Discussion
The vast majority of lymphatic injury during spine surgery occurs in the thoracic and lumbar regions. Injury due to the close proximity of the thoracic duct and the cisterna chyli to the vertebral column results in chylothorax or chyloretroperitoneum.  The incidence of thoracic duct injury following cervical spine surgery is substantially lower in than in thoracolumbar surgery. This may be due to the longer anatomic course of the thoracic duct in the thoracolumbar area as compared to the cervical spine.  The height of the arch of the thoracic duct in the root of the neck also varies, and can be inferior to, at, or superior to the clavicle.1 Langford et al reported that a thoracic duct can extend as much as 5 cm above the clavicle2, and Hart et al described a case in which the arch was situated 7 to 8 cm above the clavicle.3 Also, there is significant deviation in the termination pattern of the thoracic duct as it joins the systemic circulation. It may end as single or multiple outlets into the left internal jugular vein, the left subclavian vein, the left external jugular vein, the left brachiocephalic vein, the left transverse cervical vein, or the right internal jugular vein.1,3-5
Intraoperative identification of lymphatic injury can be difficult due to the usual fasting state of patients prior to surgery, which diminishes lymphatic production and transport. Thus cloudy lymphatic material may not be visible in the wound even if an injury exists. Valsalva administration or placing the patient in the Trendelenburg position may assist in identifying an intraoperative leak.
During head and neck surgery, chyle leak from iatrogenic thoracic duct injury is a rare but serious complication that occurs in 0.5–1.4% of thyroidectomies6-10 and 2–8% of neck dissections2, 6, 11-13. However, it has only been reported postoperatively twice before following an anterior cervical disc fusion (ACDF). 14 Our case is the third case of chyle leak after cervical spine surgery.
Of the 3 reported cases of iatrogenic thoracic duct injury from ACDF (Table 1), 2 were male and 1 was female. All three of the patients were undergoing surgery focused on level C5-6 and were approached from the left side.

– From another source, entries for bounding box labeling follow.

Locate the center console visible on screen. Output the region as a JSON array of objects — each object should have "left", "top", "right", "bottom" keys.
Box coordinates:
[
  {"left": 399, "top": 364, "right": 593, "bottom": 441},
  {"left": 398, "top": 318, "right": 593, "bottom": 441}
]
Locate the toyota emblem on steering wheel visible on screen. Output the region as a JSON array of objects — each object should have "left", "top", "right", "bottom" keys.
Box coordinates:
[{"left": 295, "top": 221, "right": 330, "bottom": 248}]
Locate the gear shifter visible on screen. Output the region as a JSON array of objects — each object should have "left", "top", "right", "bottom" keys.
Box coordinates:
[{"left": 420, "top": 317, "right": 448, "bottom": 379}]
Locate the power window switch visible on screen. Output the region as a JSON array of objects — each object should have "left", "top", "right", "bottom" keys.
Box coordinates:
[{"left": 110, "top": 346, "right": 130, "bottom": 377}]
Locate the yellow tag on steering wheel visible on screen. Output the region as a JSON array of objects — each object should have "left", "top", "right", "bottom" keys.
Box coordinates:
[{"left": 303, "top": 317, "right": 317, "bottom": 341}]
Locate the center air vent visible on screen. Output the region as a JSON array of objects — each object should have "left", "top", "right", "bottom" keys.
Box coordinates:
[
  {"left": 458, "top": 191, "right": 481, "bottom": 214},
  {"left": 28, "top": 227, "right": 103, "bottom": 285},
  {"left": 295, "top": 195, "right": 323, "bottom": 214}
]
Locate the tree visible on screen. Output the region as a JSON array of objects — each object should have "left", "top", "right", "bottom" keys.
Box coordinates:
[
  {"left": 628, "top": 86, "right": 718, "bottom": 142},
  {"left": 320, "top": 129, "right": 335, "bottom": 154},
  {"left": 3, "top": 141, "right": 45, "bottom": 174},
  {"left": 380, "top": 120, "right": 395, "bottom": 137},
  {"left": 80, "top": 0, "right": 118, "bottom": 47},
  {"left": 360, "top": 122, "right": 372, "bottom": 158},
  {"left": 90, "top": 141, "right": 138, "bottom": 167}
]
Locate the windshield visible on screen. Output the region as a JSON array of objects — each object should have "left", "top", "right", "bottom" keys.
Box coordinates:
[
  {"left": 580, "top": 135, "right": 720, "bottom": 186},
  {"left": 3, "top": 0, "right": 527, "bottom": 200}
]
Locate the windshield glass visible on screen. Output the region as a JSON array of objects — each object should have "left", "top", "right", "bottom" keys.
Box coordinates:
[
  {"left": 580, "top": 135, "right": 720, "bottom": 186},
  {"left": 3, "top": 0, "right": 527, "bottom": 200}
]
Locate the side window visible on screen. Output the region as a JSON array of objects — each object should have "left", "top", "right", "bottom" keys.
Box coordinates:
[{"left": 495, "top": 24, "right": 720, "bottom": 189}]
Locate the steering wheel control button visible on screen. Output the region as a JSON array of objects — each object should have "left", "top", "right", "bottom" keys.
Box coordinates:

The patients were relatively healthy, with patient 1 being in an MVA, patient 2 having no comorbidities and patient 3 having hypertension. None of the patients were obese. The size of the postoperative chyle collection on imaging was 2.3 cm for Patient 2 and 4 cm for Patient 3. One of the 3 leaks was noted intraoperatively and was repaired immediately with clips. One of the leaks was noted after 2 months and was treated with needle aspiration. The third leak was noted 4 months after the initial surgery and required intrathoracic ligation of the thoracic duct. In the 2 patients with delayed leaks, there was no noted direct sizeable injury to the thoracic duct intraoperatively during initial surgery. Given the delayed presentation and return after 2 and 4 months following ACDF, the differential diagnosis before imaging and exploration was the formation of a post-op hematoma, seroma, or chyloma. Following imaging, drainage, and surgery, the suspicion of a chyloma was confirmed. We believe the chyloma likely occurred secondary to a retraction injury on a portion of her thoracic duct. There was a small leak that over time created a cystic capsule which contained the leak. Patient 3 had immediate release of significant chyle (after a drain had already collected 1000 mL) once this capsule was opened during subsequent repair, but Patient 2 was able to heal after a simple needle aspiration of 3.5 mL. These 3 patients show the range of leak severity after injury during ACDF.
Two patients were discharged the day after their initial ACDF, and one was discharged the same day as ACDF. As the ACDF surgery is trending towards an outpatient procedure, postoperative chyle leaks will often more likely be discovered in a delayed manner during an office visit, like Patients 2 and 3.
Presenting symptoms of the delayed leaks were nontender, mobile neck mass in Patient 2 and neck pain and swelling in Patient 3. No patient had postoperative fever, dysphagia, hoarseness, shortness of breath, or electrolyte abnormalities.
The 3 patients are doing well with follow up periods of 80 days, 3.5 years, and 5 years. Patient 3 who underwent thoracic duct ligation had no subsequent nutrition deficiency, as has been reported previously.15 After being addressed, patients may recover completely from this complication. None of these 3 patient has long-term side effects.